Eu achei que o assunto tinha morrido.
De verdade. Mas me enganei profundamente.

É o tipo de assunto que não morre.
Fica, no máximo, colocado no cantinho. Quieto. Escondidinho.
Até que aparece alguma coisa que o coloca de novo sob os holofotes.

A tal da bendita carteirinha de identificação do torcedor.

Eu, sinceramente, não entendo porque algumas pessoas gostam tanto de uma carteirinha.
Confesso que não sou muito chegado. E olha que tenho muitas carteirinhas, entre outros documentos.
Identidade, CPF, habilitação, carteira de trabalho, passaporte, plano de saúde, academia, supermercado, universidade, hostels, banco, clube, jornal e por aí vai.
Tudo pra provar que eu sou eu mesmo.
Como se ninguém acreditasse nisso.
Pressupõe-se, assim, que estou mentindo quando digo que eu sou eu mesmo. Porque talvez eu não seja.
Shakespeare daria piruetas filosóficas.

Como já escrevi por aqui, naquela que deve ter sido a minha coluna mais pop de todos os tempos, já que foi publicada pelo Juca Kfouri e me levou a dar uma entrevista para o Diário de Pernambuco, a ideia da carteirinha de torcedor foi rejeitada na Inglaterra.
Dias atrás, foi rejeitada na Itália.
E jurava que tinha sido rejeitada no Brasil.
Mas não foi.
O projeto continua.
Ainda que outros países não tenham adotado a ideia e que os próprios clubes brasileiros já tenham se posicionado contra.
Mas são coisas do Estado Brasileiro.
Que, na realidade, não dá “lhufas” de importância para a opinião da sociedade.

É, na verdade, uma medida populista.
Uma resposta política que se dá a uma população alarmada por uma ocorrência de violência dentro do estádio.
Como o Estado não sabe o que fazer, ele sugere o cadastramento.
Como se isso fosse a solução para alguma coisa.
É como quando um secretário de segurança anuncia que a principal medida para acabar com a violência é acabar com a torcida organizada. E só.
Como fizeram as autoridades paulistas nos anos 1990. Como fizeram outras tantas autoridades no mundo inteiro, desde que as torcidas organizadas tomaram o formato atual, nos anos 1970 e 1980.
Com fez o Secretário de Segurança do Estado do Paraná, dias atrás, para dar uma resposta imediata à sociedade curitibana, em polvorosa após os graves incidentes do jogo que decretou o rebaixamento do Coritiba.

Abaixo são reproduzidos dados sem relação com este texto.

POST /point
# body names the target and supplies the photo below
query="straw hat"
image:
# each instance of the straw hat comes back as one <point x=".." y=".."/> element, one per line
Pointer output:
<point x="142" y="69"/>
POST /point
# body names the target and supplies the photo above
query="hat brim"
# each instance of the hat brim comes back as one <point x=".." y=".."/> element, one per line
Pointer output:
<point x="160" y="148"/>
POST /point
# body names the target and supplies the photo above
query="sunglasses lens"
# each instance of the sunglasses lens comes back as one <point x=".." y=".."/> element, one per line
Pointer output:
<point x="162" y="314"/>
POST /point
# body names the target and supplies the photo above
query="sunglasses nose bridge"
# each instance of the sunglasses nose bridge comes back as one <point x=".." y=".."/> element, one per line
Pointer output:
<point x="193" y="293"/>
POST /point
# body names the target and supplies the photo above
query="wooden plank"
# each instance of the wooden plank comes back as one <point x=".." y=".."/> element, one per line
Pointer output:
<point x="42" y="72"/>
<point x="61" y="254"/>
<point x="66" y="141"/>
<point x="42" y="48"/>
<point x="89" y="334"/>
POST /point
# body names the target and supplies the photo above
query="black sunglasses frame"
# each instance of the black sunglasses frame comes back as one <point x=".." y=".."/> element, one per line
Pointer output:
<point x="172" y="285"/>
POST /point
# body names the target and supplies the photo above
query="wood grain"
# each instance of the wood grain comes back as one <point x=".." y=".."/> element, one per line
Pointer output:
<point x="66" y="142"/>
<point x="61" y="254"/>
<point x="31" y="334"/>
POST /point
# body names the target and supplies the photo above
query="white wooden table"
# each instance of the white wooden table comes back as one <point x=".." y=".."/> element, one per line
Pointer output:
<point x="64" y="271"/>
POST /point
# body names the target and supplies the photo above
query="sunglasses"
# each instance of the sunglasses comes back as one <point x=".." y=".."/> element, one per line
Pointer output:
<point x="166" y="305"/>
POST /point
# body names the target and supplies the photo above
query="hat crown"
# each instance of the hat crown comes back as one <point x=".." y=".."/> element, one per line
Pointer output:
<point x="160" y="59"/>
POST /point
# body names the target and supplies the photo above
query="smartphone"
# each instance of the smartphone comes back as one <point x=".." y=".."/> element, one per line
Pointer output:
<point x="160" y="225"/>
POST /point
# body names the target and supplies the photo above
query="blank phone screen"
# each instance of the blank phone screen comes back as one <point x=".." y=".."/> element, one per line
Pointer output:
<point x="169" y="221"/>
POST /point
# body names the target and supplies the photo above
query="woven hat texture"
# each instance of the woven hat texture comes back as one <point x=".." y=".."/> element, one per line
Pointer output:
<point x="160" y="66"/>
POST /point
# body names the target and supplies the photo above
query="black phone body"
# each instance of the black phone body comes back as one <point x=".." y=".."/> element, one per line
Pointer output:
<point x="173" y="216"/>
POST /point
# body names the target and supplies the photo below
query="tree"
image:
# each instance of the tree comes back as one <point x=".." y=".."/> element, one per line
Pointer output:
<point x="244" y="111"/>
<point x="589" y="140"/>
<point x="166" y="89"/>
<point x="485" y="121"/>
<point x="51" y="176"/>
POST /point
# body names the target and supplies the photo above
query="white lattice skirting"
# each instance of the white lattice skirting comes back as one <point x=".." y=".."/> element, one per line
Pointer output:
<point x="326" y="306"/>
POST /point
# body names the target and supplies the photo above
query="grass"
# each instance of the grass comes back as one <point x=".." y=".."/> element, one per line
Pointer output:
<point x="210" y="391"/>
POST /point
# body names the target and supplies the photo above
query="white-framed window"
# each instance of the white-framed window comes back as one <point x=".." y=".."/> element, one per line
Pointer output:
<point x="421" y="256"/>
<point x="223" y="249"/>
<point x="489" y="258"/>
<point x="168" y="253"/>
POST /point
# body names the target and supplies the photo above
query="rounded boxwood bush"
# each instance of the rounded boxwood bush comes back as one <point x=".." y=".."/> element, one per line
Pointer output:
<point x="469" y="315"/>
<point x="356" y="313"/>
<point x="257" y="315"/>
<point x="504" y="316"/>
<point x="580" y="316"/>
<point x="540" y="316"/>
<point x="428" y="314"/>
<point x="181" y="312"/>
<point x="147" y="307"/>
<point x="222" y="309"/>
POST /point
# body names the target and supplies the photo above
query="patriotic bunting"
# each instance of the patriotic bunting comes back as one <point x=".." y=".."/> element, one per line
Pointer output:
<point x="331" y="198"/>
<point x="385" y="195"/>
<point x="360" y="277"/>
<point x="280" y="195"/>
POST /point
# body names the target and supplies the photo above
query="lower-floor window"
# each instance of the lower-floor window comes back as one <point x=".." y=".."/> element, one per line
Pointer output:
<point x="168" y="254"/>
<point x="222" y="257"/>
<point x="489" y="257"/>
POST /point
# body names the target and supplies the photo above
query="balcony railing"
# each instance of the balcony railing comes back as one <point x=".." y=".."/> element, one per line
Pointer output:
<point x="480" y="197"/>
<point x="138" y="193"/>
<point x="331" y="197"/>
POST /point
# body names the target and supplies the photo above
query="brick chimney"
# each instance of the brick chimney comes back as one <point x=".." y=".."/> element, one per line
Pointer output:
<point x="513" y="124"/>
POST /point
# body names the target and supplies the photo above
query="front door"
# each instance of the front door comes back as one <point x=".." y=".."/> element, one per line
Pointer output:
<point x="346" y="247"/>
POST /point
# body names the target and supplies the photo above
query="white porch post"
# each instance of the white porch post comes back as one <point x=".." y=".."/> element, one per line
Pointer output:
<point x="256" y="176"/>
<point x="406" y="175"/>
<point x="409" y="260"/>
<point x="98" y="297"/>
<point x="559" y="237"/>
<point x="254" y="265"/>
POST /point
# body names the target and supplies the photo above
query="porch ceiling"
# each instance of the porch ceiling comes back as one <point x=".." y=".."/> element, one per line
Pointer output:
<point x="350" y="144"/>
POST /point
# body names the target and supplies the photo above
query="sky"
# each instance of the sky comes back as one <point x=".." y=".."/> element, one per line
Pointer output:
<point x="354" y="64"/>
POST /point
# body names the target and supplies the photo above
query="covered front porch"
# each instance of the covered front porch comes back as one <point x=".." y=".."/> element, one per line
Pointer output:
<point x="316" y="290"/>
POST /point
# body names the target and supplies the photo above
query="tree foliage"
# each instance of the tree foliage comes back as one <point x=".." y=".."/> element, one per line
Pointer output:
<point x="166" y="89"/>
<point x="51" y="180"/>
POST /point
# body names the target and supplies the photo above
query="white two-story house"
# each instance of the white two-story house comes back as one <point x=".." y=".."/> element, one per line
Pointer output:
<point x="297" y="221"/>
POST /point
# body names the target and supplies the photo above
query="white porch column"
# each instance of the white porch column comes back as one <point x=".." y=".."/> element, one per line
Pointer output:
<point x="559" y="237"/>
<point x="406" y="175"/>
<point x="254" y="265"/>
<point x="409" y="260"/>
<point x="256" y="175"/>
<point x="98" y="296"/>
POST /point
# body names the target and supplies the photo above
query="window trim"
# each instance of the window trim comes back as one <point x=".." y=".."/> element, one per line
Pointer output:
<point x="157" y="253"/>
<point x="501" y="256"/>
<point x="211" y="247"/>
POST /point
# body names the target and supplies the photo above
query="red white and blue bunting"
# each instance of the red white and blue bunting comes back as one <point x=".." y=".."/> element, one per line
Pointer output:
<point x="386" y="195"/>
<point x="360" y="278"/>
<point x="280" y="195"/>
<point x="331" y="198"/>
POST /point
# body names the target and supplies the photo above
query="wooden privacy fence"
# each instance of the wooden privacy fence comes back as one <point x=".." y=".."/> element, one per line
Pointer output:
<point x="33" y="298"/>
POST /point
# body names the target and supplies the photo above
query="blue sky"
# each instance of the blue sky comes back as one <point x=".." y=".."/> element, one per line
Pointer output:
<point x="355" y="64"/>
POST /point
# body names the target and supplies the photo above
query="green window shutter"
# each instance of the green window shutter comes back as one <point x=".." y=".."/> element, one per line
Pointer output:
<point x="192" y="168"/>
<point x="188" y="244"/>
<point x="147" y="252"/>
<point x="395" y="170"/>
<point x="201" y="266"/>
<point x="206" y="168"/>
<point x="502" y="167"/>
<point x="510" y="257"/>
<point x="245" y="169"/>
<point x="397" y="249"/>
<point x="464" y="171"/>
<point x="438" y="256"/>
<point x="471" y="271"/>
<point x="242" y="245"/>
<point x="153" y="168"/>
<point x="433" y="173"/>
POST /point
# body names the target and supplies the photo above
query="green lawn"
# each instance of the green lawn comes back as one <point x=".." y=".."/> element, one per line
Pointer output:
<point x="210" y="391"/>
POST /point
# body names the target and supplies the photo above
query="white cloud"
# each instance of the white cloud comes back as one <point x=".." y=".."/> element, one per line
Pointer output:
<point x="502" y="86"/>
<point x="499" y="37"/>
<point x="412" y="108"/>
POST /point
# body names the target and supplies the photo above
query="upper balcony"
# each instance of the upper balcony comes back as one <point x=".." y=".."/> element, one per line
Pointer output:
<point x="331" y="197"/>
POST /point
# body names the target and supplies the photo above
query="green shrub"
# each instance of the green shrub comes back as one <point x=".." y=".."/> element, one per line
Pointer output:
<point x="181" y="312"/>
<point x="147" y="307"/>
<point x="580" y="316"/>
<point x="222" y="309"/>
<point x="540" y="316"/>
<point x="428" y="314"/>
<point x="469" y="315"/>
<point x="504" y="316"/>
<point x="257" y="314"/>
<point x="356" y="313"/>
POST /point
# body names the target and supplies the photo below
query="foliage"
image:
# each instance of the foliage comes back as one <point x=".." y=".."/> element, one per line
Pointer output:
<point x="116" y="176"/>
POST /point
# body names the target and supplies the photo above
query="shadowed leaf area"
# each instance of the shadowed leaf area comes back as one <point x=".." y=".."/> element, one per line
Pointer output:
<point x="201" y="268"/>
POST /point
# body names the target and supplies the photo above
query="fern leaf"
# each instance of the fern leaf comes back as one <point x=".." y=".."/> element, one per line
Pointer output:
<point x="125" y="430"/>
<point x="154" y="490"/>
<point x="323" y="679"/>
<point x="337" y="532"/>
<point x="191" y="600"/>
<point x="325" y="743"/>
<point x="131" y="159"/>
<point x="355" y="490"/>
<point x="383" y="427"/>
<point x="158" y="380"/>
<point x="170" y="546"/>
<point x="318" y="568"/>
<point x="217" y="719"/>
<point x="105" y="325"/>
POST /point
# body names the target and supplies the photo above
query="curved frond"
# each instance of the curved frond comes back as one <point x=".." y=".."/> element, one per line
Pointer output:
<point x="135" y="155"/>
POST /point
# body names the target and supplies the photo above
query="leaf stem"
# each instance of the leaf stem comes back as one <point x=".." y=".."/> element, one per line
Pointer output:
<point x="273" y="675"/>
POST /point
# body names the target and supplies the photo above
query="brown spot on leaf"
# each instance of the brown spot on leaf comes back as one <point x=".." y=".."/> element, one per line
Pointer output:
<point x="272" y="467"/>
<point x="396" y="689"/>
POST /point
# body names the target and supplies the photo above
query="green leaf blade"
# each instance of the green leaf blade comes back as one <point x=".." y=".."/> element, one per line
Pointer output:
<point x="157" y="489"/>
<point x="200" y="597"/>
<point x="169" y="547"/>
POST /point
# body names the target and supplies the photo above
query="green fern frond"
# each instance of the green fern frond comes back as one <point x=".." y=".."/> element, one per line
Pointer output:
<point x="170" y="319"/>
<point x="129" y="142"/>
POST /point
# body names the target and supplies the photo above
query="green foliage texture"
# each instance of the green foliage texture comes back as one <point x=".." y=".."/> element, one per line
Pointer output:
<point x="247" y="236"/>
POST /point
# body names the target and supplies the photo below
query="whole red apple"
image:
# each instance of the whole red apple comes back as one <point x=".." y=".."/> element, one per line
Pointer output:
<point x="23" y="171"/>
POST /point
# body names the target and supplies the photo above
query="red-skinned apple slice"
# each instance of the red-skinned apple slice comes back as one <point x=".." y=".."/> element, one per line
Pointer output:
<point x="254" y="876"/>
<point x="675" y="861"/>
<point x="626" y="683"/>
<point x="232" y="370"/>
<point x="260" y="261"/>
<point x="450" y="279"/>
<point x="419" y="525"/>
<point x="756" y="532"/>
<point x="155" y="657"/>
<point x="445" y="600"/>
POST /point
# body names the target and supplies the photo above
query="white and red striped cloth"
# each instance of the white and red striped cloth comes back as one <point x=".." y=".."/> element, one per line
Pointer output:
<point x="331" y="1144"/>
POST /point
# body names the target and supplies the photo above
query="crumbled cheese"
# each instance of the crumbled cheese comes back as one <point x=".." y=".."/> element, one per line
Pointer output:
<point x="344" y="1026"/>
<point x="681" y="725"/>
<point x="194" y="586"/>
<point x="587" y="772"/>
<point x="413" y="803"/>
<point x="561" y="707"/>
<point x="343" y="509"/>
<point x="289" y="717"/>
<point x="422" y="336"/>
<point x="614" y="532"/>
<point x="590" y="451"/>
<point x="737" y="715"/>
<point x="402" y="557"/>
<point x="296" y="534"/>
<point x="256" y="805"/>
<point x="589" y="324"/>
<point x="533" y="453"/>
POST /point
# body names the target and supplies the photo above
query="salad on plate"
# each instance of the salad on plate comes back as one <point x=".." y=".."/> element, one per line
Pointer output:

Ao mesmo tempo, a Câmara de Vereadores votou a favor de um projeto municipal de cadastramento de torcedores.
Parece um script de resposta a acidentes em estádio: carteirinha e acabar com torcida organizada.
O empirismo mostra a eficácia das medidas.
A proposta dos vereadores curitibanos foi quase aprovada em unanimidade na primeira votação. Um único vereador, Professor Galdino, votou contra. Seu argumento contra a proposta foi a não concordância com o estabelecimento de um “Estado policialesco de violência do cidadão”. Um argumento exemplar.

Como também foi exemplar a postura das polícias e da mídia paranaense.
Que identificaram e repercutiram de modo incessante a prisão de 18 dos envolvidos na confusão.

O que mostra que é possível identificar, julgar e prender aqueles que tomaram parte do confronto.

Sem que, para isso, seja preciso você portar mais uma carteirinha.